Вы можете спорить со мною в отношении справедливости этих взглядов, позволяющих сделать массу выводов. Но пусть никто не обвиняет меня в отсутствии патриотизма, если под этим словом мы будем понимать не только лишь любовь к теперешней, сиюминутной Отчизне, но любовь ко всем тем отчизнам, которые в нас потенциально существуют и которые мы в состоянии из себя произнести, мы, поляки, если в основу слова «патриотизм» мы положим самое глубинное из его значений — то есть саму способность создать Отчизну.
*
Считаю, что вполне возможно и такое отношение к народу, в котором наша естественная к нему привязанность, более того — неизбежный и независимый от нашей воли союз с ним были бы дополнены ощущением народа как опасной силы, перед угрозой которой следует быть начеку. Нам бы следовало понять, что народ (как и каждое сообщество) может нас корежить, деформировать, доходя в этом до самого нашего нутра, до самой сущности. Нам бы следовало так определиться психологически, чтобы быть и в народе и вне народа — и даже над народом. «Вне» и «над» — для того, чтобы иметь возможность создать для себя народ по образу и подобию нашему.
Но даже если такая программа оказалась бы слишком большой по сравнению с нашими теперешними возможностями, то претензии не ко мне, я не по части разработки программ, а лишь по части формулировки и выявления чаяний. Я — искусство (прошу простить мне эту узурпацию), я — как сон, я не считаюсь ни с чем; во мне находит свой голос высшая свобода скрытых стремлений, нужд, необходимости; я — всего лишь ее наполнение. Потом, когда вы проснетесь от этой книги и вернетесь к повседневной жизни, вы сможете поразмыслить над перетолкованием мечты на язык трезвого практицизма.

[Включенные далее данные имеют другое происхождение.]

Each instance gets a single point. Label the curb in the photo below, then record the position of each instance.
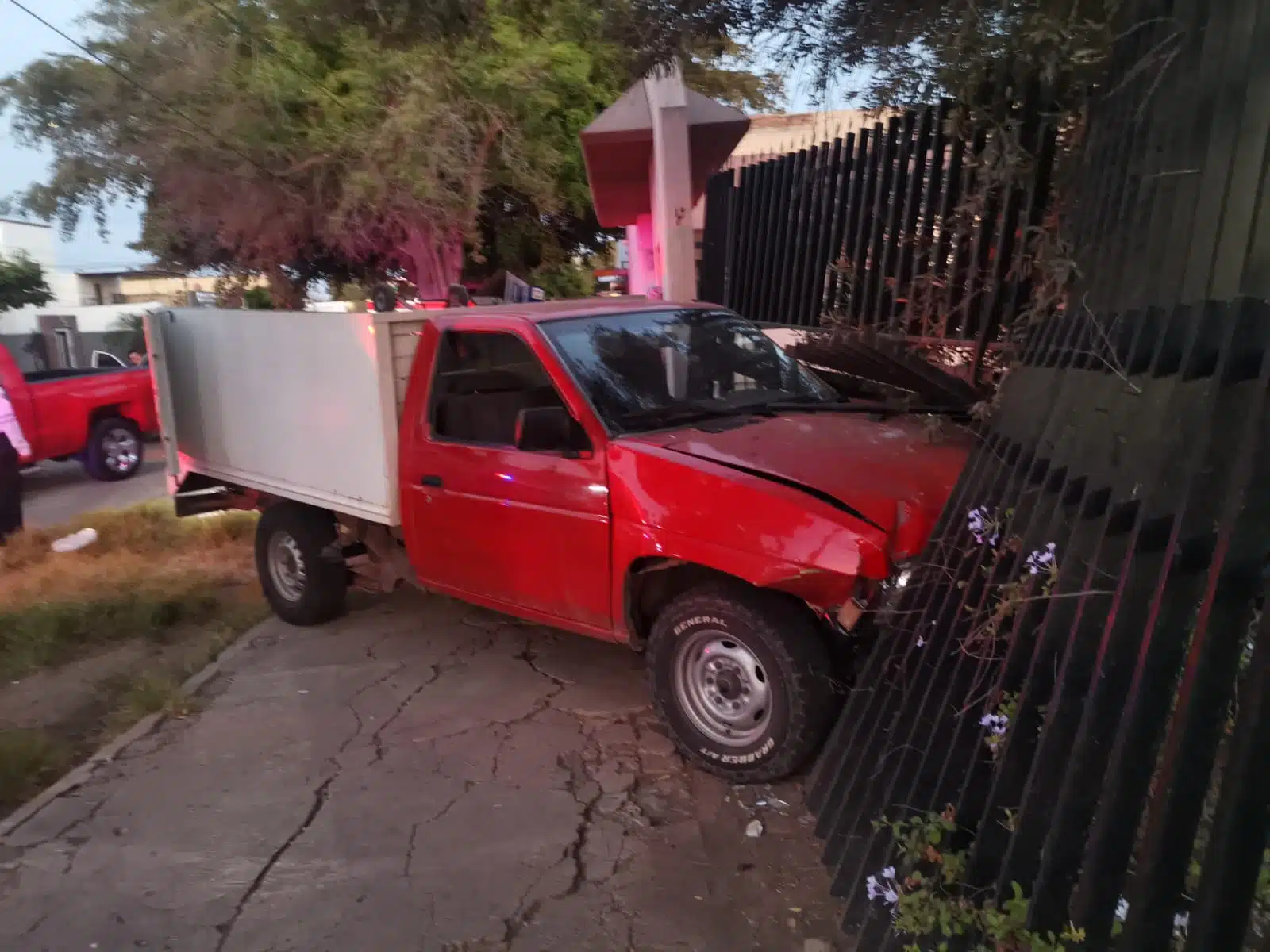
(80, 774)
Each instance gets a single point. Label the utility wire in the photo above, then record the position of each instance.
(162, 102)
(270, 44)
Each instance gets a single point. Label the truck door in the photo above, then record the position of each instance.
(514, 528)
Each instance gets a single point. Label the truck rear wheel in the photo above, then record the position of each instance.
(743, 681)
(114, 451)
(300, 565)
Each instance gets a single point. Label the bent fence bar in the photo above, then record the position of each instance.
(1079, 670)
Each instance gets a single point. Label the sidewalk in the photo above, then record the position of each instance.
(419, 776)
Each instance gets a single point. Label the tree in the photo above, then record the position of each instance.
(22, 283)
(340, 139)
(899, 51)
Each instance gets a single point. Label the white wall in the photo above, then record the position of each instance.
(37, 243)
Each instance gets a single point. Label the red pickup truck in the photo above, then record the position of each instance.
(98, 416)
(653, 474)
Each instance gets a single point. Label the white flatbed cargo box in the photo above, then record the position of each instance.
(296, 404)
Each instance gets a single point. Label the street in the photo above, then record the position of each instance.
(56, 493)
(417, 776)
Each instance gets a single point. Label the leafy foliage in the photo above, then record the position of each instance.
(258, 300)
(933, 907)
(22, 283)
(341, 139)
(908, 50)
(127, 334)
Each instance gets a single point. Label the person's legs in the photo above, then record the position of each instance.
(10, 489)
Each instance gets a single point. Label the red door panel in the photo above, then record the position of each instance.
(527, 531)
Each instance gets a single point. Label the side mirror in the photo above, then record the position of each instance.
(384, 298)
(545, 429)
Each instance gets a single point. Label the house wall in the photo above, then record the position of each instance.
(35, 344)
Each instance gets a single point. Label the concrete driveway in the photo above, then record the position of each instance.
(56, 493)
(419, 776)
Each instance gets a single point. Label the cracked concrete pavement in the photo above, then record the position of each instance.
(419, 776)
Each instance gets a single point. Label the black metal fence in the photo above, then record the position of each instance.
(895, 230)
(1077, 672)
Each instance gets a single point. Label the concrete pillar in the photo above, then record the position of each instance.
(641, 267)
(672, 186)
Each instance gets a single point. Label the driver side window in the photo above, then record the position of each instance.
(483, 381)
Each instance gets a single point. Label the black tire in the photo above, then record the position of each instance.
(793, 664)
(105, 457)
(318, 590)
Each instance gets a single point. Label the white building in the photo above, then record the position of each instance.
(64, 333)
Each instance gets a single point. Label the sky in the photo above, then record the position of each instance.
(27, 40)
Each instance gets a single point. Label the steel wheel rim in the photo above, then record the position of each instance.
(122, 450)
(286, 566)
(723, 689)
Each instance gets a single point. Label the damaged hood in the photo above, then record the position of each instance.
(859, 465)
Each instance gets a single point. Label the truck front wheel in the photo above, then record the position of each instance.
(300, 565)
(743, 681)
(114, 450)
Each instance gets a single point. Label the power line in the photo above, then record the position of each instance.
(295, 67)
(131, 82)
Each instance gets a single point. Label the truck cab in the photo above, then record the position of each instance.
(667, 478)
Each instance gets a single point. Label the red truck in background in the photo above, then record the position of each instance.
(97, 416)
(660, 475)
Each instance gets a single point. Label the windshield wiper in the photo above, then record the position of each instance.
(692, 413)
(860, 408)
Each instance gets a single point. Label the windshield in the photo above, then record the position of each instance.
(645, 370)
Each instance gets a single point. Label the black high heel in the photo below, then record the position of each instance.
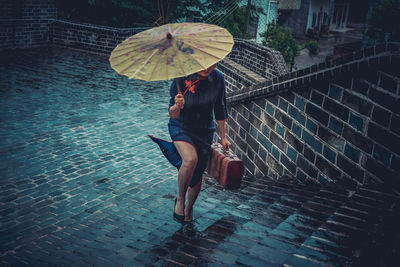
(177, 217)
(191, 215)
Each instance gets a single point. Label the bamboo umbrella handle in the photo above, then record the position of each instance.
(178, 85)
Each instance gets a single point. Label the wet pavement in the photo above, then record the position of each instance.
(82, 185)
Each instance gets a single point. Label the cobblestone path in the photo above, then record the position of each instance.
(82, 185)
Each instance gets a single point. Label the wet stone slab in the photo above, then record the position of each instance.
(81, 183)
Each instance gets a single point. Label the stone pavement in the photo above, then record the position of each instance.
(82, 185)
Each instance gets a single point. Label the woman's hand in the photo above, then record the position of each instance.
(225, 144)
(179, 101)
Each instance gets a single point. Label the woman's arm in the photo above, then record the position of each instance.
(221, 129)
(176, 102)
(174, 111)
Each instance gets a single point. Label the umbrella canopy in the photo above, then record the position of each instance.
(171, 51)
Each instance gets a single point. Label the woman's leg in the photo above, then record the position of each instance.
(193, 192)
(189, 162)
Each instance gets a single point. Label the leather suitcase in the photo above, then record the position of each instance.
(225, 167)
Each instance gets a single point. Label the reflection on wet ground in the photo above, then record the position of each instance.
(81, 183)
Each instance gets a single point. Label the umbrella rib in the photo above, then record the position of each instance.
(181, 66)
(205, 52)
(145, 62)
(198, 62)
(151, 74)
(205, 45)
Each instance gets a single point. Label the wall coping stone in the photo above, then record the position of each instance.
(327, 69)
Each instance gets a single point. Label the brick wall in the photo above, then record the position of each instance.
(334, 122)
(26, 23)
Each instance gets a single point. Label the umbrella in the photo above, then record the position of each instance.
(171, 51)
(169, 151)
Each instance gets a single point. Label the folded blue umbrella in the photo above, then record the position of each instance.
(169, 151)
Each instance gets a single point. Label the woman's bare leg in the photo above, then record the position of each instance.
(189, 162)
(193, 192)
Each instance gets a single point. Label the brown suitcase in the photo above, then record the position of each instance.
(225, 167)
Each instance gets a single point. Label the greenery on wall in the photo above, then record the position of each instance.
(281, 39)
(142, 13)
(383, 21)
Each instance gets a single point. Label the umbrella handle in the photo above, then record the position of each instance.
(178, 85)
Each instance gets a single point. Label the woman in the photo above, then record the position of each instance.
(191, 127)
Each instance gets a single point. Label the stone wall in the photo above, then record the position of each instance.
(26, 23)
(334, 122)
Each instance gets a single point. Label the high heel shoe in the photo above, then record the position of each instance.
(191, 215)
(177, 217)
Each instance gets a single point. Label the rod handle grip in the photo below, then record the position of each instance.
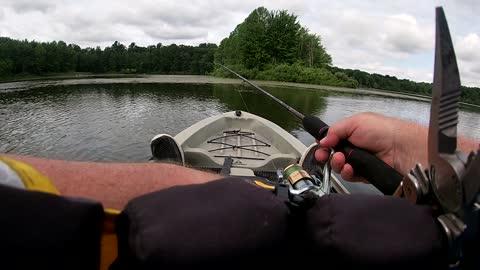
(365, 164)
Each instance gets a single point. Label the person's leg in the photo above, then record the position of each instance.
(113, 184)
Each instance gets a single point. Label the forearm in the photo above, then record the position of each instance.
(113, 184)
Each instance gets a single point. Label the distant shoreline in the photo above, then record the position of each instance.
(78, 79)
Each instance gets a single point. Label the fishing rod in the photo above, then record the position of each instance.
(378, 173)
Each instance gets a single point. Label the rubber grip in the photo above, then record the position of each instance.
(365, 164)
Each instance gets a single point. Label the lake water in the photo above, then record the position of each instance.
(115, 122)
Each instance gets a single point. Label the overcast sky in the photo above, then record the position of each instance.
(387, 37)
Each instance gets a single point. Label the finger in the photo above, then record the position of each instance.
(337, 162)
(347, 172)
(322, 154)
(330, 140)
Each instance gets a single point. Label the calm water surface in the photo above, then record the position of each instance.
(115, 122)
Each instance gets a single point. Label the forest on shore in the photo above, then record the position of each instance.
(267, 45)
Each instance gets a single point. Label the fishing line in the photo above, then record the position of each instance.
(244, 103)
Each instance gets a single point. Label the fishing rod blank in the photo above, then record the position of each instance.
(365, 164)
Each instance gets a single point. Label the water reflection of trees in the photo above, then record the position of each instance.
(305, 101)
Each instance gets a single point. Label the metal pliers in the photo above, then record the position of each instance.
(451, 184)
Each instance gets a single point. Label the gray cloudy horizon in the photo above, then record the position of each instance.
(386, 37)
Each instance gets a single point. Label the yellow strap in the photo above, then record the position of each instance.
(34, 180)
(31, 178)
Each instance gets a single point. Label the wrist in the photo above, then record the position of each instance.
(411, 147)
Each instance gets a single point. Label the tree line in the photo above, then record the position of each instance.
(267, 45)
(39, 58)
(272, 45)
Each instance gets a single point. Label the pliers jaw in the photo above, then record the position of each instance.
(451, 185)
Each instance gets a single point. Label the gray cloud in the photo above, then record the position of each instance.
(23, 6)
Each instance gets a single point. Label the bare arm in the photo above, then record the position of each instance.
(113, 184)
(399, 143)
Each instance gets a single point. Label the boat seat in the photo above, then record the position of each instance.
(200, 157)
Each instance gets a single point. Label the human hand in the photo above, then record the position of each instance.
(400, 144)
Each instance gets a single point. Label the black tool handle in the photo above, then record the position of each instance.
(365, 164)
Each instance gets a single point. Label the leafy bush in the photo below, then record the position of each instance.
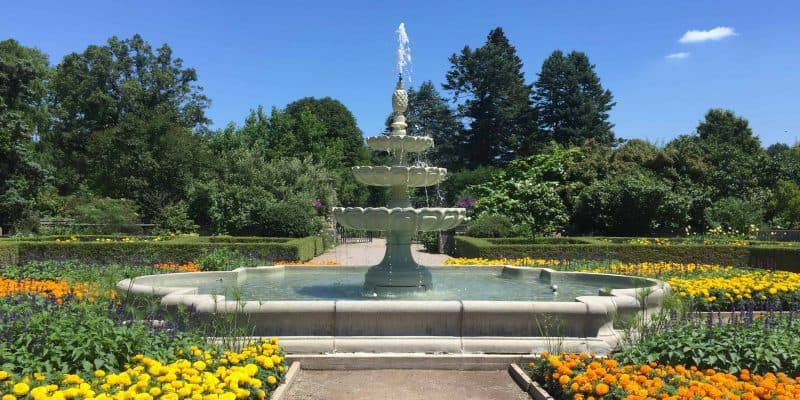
(489, 225)
(767, 344)
(141, 253)
(636, 203)
(175, 218)
(733, 213)
(77, 337)
(107, 216)
(430, 241)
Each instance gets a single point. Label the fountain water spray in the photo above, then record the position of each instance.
(403, 52)
(398, 272)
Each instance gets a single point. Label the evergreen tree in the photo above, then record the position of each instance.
(496, 102)
(572, 105)
(125, 115)
(429, 115)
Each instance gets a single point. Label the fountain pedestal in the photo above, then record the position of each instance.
(398, 272)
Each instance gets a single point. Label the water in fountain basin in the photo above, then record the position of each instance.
(346, 283)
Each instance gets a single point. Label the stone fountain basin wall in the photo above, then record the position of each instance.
(452, 326)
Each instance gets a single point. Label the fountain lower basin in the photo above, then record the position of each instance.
(448, 325)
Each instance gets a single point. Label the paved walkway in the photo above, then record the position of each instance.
(405, 385)
(372, 253)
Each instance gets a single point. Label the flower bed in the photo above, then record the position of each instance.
(708, 287)
(583, 376)
(251, 373)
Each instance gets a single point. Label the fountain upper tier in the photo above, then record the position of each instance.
(399, 176)
(403, 219)
(401, 144)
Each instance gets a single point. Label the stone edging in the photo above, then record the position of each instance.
(534, 390)
(283, 389)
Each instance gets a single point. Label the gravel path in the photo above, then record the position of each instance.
(405, 385)
(372, 253)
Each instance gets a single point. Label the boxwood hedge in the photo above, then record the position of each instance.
(784, 258)
(141, 252)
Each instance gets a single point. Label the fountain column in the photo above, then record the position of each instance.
(398, 272)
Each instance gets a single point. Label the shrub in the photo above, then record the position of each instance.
(108, 216)
(767, 344)
(223, 259)
(430, 241)
(489, 225)
(739, 256)
(175, 218)
(733, 213)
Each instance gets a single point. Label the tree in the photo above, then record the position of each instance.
(337, 142)
(23, 72)
(635, 203)
(571, 103)
(122, 94)
(496, 102)
(735, 155)
(527, 191)
(428, 114)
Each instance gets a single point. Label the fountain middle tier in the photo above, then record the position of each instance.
(399, 176)
(400, 218)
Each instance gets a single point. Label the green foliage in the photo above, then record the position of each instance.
(428, 114)
(631, 204)
(107, 215)
(496, 101)
(247, 195)
(430, 241)
(526, 192)
(572, 105)
(735, 214)
(223, 259)
(75, 271)
(22, 74)
(489, 225)
(146, 253)
(784, 207)
(291, 218)
(457, 184)
(175, 218)
(124, 116)
(768, 344)
(9, 254)
(784, 258)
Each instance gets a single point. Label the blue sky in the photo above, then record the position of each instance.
(256, 53)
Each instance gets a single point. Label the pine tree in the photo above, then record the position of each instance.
(496, 102)
(429, 115)
(572, 104)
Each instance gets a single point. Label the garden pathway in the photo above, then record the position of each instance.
(372, 253)
(405, 385)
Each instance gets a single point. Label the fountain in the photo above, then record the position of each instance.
(401, 306)
(398, 272)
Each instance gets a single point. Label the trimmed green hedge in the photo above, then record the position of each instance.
(543, 240)
(784, 258)
(282, 249)
(9, 253)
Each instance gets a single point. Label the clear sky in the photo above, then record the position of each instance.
(271, 53)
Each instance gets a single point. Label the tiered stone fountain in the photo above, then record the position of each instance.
(398, 272)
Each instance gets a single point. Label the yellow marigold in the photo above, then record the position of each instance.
(20, 389)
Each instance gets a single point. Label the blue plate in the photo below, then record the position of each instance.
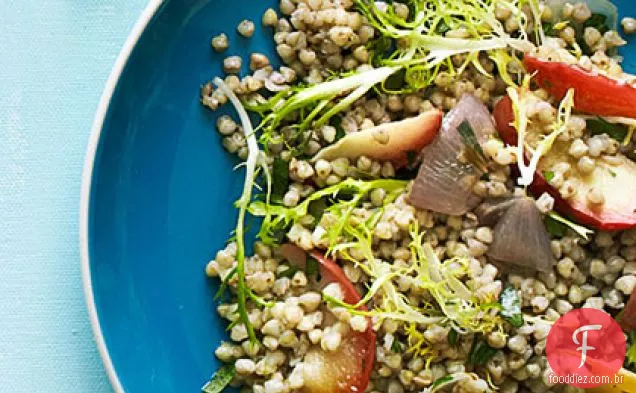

И здесь я не стану защищаться. Я знаю свои границы.
*
На основании первых абзацев «Транс-Атлантика» обо мне сказали, что я дезертир. Это не соответствует истине. В Польшу в те дни уже нельзя было вернуться и ничто не заставляло меня возвращаться именно на судне «Хробрый» в Англию. Призывная комиссия, перед которой я предстал в Буэнос-Айресе, признала меня не годным к несению воинской службы. Вообще, самое лучшее, что можно сделать, это не забывать, что реальность попала в объятия фантазии. Так например, Посольство, описанное мною — это тоже плод фантазии, компиляции многих наших Посольств, а может даже лучше сказать — всех наших Посольств.
Здесь нет и быть не может описания нашей аргентинской эмиграции: тут выступают именно те марионетки, какие были нужны мне и каких требовала композиция. Нет здесь и Аргентины. Я нарочно старался не вводить Аргентину в чисто польскую книгу, а если на каком-то из поворотов действия на первый план выходит в гротесковой подаче группа местных интеллектуалов, то знайте, что этот пассивный и мещанский интеллектуализм, типичный для определенных кругов Буэнос-Айреса, ничего общего не имеет с растущей на наших глазах Аргентиной.
*
Кажется, ничего больше не собираюсь говорить о произведении… которое, будучи сумасшедшим ребенком пьяной Музы, смеется над всеми проблемами и над комментариями автора.
Гомбрович ввел в польский язык неологизм, буквально совпадающий со словом «мордовать» — robic gebe, т. е. делать кому-нибудь (натягивать на кого-нибудь) жуткую рожу, морду, а в слегка «офранцузенном» виде это выражение стало названием одного из его романов — faire d’hideurque.
Сарматизм — идеология польской шляхты XVII–XVIII веков, опирается на тезисы хроникеров XVI в. Меховита и М. Вельского, что польское рыцарство и вышедшая из него шляхта происходят от древних сарматов. Эта фантастическая теория должна была дать обоснование идеологии, провозглашающей неограниченную свободу шляхты. Сарматизм характеризуется национально-государственной мегаломанией, самолюбованием, презрением к иностранцам и иноверцам, поверхностной набожностью, соединенной с фанатизмом, верой в предзнаменования.